なお、銅の無電解めっきが好適であるが、その他の無電解めっきであっても、密着性に優れるめっき皮膜を得ることができる。
PVIDzはモノマーの1-ビニルイミダゾール(VIDz)のラジカル重合で合成した。モノマーが液体であったことからラジカル開始剤を直接加えて加熱する方法とアルコールを溶媒として用いて重合する方法で行なった。
10mlナス型フラスコへVIDz 847mgとアゾビスイソブチロニトリル(AIBN)97mgを加え室温で撹拌した。AIBNが溶解し均一溶液となったら、フラスコを85℃のオイルバス中へ入れ3min加熱し淡褐色の固形物を得た。エタノールとジエチルエーテルの混合溶液で固形物を洗浄したのち、減圧乾燥して淡褐色固体を得た。収量736mg、収率87%。

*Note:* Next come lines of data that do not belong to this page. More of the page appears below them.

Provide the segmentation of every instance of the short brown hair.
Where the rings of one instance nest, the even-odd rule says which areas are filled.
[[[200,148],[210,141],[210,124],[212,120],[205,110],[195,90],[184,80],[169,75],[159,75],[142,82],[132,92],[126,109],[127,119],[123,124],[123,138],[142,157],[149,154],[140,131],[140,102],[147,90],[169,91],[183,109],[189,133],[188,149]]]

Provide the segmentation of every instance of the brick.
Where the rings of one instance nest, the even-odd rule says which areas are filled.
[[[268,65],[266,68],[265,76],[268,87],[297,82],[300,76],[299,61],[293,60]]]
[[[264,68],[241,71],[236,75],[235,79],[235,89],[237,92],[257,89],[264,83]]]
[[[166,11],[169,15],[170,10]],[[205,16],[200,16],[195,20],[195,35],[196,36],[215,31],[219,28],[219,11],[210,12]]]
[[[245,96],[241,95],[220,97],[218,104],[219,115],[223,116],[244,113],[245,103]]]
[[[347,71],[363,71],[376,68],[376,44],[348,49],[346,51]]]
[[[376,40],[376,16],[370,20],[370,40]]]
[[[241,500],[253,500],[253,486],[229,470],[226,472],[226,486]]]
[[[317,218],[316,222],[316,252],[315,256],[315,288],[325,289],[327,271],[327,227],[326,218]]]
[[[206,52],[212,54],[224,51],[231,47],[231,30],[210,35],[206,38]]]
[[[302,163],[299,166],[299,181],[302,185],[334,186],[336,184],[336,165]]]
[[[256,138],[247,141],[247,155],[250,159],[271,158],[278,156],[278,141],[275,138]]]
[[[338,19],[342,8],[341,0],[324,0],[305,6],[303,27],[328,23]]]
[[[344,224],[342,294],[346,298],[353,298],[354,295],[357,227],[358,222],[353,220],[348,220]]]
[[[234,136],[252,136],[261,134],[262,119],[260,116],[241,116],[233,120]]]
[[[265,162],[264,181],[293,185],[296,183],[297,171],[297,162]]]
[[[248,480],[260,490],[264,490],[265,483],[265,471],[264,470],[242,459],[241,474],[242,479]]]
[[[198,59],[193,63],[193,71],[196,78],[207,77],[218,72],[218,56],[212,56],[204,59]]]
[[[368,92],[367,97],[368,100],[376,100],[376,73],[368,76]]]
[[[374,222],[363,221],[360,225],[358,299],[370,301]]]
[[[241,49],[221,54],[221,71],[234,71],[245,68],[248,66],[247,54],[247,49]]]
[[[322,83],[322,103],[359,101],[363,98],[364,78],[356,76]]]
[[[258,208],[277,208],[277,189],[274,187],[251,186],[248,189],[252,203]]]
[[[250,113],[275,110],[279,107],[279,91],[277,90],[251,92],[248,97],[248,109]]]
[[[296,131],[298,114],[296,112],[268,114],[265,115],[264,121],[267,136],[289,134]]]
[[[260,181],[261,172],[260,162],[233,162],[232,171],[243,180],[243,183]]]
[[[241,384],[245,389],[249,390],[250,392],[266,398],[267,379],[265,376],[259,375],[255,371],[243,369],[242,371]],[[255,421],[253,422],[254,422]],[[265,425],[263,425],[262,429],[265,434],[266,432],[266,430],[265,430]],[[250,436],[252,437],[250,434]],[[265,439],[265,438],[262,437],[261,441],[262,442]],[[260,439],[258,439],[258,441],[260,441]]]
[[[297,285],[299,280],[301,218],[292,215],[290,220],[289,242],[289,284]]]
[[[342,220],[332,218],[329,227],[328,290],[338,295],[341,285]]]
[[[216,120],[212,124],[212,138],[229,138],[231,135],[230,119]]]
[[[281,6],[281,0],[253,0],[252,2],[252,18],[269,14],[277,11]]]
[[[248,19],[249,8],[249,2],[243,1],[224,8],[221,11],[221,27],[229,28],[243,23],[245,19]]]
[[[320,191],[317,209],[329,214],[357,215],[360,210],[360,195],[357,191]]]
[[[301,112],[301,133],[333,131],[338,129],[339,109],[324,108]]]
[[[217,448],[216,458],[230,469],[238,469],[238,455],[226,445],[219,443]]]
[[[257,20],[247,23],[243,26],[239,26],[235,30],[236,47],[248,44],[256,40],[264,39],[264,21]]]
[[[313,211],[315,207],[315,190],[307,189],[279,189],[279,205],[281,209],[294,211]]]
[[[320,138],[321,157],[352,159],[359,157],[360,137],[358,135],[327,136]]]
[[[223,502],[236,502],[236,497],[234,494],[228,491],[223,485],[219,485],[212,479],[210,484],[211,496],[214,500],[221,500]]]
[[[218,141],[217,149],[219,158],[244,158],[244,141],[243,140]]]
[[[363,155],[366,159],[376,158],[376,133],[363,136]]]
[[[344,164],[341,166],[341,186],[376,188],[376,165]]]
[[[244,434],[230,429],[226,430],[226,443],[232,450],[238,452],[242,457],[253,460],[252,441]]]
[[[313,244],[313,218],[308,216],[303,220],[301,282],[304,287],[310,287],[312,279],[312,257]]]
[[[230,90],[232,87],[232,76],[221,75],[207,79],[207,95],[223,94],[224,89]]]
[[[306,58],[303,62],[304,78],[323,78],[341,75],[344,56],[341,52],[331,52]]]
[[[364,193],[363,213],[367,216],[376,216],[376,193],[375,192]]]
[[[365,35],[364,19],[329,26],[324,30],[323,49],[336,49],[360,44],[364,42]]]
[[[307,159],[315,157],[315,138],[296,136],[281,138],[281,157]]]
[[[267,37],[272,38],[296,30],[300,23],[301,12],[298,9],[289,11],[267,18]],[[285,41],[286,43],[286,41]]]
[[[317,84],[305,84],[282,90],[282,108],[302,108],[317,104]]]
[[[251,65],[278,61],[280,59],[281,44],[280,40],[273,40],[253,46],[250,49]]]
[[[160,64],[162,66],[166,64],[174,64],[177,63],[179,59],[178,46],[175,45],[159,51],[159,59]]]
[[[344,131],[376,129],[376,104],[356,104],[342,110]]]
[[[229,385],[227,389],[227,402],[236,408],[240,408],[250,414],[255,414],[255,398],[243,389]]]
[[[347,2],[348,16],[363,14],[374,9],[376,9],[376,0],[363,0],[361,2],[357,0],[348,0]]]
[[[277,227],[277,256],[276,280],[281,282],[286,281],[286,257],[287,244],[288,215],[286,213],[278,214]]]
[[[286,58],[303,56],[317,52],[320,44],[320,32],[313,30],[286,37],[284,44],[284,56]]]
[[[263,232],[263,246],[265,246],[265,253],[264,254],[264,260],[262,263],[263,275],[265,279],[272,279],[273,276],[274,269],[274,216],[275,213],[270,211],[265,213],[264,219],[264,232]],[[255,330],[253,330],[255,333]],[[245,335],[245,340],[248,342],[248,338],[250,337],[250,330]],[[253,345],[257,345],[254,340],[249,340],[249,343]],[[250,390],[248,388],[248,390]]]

このようにして得られた固体がポリビニルイミダゾールであることは、紫外可視吸収スペクトル(UV)、赤外吸収スペクトル(IR)、質量スペクトル(MS)を分析し確認した。
すなわち、図1のUVスペクトルでイミダゾール環の吸収(210nm付近)が存在すること、図2のIRスペクトルで、イミダゾール環(1500cm−1付近)の吸収が存在しているがビニル基(1640cm−1付近)の吸収がなくなっていること、さらに図3と図4の質量スペクトル(MS)で質量数(m/z)740〜1234程度の高分子量成分が検出され、図3のスペクトルにおいて質量数740→ 834→928→1022とVIDzの分子量(94)の差でピークが現れていることから、VIDzが重合したPVIDzであることが確認された。また、この方法で得られたPVIDzは、イミダゾール環が8〜13個連なった分子量740〜1234程度のポリマーが主成分であると考えられる。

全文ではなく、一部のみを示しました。